Plots week de menigte zacht uiteen. Mensen legden hun bovenlichaam plat op de grond over hun knieën, de armen uitgestrekt naar voren. Een Erelores schreed tussen de menigte door, langzaam. Haar hoofd naar de hemel geheven, ogen gesloten. Haar armen langs haar lichaam, handen omhoog gericht. Haar gezang kwam boven de rest uit en betoverde iedere aanwezige. Het vuur van de kaarsen sijpelde zacht omhoog wanneer zij langsliep, leek te dansen en te wiegen op het geluid van haar stem. Haar lippen hadden een diep roze kleur, haar haren waren net iets stralender goud dan anderen. Ze schreed voort, tot vlak voor de Grote en liet zich daar op haar knieën vallen. Haar hoofd bleef geheven richting Hem, haar armen nu licht gebogen. Vanuit het diepst van haar ziel kwam haar gezang, het beroerde allen en leek de bladeren te doen sidderen. De bloemkransen sidderden mee, leken te wiegen op haar melodie. Één voor één begonnen de bloemblaadjes te zweven, baanden zich een weg omhoog. Al dwarrelend vulden zij de lucht met kleuren: witte, blauwe, rode, oranje, gele bloemblaadjes versierden de omgeving. Haar gezang werd harder, luider, heviger. Plots was ze stil, je hoorde haar diep ademhalen en vervolgens haalde ze uit. Het kaarsvuur spoog omhoog, de blaadjes stoven de lucht in, het bos kraakte en trilde. Alle anderen waren doodstil, slechts het gehuil van haar gezang was hoorbaar in de verre omtrek. Haar armen trilden van inspanning, haar stem begon te breken. Haar kin zakte op haar borst, toen was het stil. Muisstil. Ze hijgde na, vol afwachting. De spanning hing in de lucht.

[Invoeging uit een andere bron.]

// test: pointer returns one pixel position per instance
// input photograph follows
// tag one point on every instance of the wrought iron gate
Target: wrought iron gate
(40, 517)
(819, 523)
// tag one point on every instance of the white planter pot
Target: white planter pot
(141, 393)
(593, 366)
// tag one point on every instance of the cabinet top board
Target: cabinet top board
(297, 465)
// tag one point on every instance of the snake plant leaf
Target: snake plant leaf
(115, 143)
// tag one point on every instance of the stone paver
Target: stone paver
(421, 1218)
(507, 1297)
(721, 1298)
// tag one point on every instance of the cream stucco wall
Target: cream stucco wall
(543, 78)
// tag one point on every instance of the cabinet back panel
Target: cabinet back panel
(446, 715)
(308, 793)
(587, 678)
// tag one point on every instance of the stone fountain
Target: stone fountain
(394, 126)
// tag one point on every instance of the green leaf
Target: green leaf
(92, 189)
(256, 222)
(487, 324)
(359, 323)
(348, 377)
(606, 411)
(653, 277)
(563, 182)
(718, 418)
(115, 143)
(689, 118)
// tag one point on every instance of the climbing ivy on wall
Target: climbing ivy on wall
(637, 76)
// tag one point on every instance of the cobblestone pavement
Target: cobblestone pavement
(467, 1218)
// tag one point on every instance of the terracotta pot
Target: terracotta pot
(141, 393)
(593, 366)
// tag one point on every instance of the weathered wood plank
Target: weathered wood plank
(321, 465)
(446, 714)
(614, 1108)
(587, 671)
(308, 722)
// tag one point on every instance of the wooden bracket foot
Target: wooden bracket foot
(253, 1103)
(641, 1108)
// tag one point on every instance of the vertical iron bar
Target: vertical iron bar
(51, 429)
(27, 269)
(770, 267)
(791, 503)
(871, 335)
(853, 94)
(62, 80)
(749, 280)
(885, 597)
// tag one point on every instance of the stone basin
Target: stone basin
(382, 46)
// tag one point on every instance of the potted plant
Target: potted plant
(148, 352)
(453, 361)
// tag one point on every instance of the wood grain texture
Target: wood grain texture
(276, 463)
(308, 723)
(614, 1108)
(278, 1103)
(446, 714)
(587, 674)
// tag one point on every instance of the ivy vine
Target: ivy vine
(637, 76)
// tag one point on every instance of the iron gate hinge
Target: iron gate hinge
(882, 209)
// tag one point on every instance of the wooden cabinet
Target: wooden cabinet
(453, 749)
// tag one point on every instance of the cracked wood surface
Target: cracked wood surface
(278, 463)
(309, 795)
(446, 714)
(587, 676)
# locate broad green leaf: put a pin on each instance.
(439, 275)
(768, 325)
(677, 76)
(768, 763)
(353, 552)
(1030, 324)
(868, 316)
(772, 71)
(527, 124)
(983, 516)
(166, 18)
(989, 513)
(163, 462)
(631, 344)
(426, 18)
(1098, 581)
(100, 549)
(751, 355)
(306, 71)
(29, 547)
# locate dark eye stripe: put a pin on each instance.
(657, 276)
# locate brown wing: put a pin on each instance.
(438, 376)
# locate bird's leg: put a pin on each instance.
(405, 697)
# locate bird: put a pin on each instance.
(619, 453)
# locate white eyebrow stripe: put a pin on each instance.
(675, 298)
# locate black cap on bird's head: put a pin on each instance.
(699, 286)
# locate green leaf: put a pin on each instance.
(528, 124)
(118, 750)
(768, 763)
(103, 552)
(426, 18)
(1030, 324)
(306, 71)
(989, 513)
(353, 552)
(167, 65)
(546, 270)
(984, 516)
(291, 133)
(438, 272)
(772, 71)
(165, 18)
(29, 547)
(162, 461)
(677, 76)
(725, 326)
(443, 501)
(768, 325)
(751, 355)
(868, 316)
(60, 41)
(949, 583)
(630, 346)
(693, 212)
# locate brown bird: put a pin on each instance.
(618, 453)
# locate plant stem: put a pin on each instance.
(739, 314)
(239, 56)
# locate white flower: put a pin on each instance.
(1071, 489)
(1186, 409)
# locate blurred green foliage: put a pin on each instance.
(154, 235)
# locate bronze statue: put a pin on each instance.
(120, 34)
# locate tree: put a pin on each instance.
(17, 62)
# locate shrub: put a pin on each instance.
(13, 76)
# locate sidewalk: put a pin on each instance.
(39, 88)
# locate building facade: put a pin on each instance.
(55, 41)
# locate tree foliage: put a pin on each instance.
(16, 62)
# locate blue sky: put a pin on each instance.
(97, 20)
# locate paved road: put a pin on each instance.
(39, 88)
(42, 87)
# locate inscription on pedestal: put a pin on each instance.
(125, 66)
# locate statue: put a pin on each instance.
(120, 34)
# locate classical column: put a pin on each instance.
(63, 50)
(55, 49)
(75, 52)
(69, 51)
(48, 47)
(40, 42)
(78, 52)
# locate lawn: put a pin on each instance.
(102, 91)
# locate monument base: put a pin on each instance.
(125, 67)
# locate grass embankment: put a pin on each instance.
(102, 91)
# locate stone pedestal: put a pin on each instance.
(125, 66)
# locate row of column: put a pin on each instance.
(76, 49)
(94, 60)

En plots begon het te kraken en te donderen. De Grote Wijze brulde vanuit diep in de grond en leek wakker te worden na een diepe slaap. Hij sidderde en schudde zich uit, Zijn takken in het rond zwaaiend. Toen was het weer stil. Het begon flink te waaien. De wind leek een stem te dragen, een donkere, zware stem. De omgeving vulde zich met Zijn geluid, de bloemblaadjes cirkelden mee op de wind. Ieders huid werd omhuld met een koele deken. Koel, maar het hield hen toch warm. De trillende wind vervoerde hun diepste verlangen. Sprak ieder persoonlijk aan in het diepst van hun ziel. Vervuld met Zijn aanwezigheid, beleefde eenieder zijn eigen dromen. Diep vanbinnen verwarmde Hij hen, beroerde hen, leek hen te liefkozen. Met gesloten ogen nam iedereen Hem in zich op, de adem zacht. Zijn aanwezigheid was immens, alsof er niets anders meer bestond. Met iedere ademteug zoog men Zijn kracht binnen, alsof Hij hen optilde in Zijn krachtige, onzichtbare armen. Eenieder verzonken in zijn eigen dromen, vervuld van Zijn bestaan. Na enkele seconden ging de wind weer liggen, de bladeren dwarrelden zacht neer op de koele aarde en de lucht leek weer gezuiverd. De Grote had geluisterd, ontvangen en  geaccepteerd. Met voldoening opende het volk langzaam hun ogen, zonder elkaar aan te kijken. Één voor één stonden ze zacht op en trokken zich weer terug van de plek. Tot slechts de vooraanstaanden nog over waren.  Alsof zij één waren met de aarde. Één met de lucht, één met Hem. Vervuld met Zijn kracht, Zijn licht. De laatste beetjes in zich opnemend, ervoor zorgend dat niets verloren ging.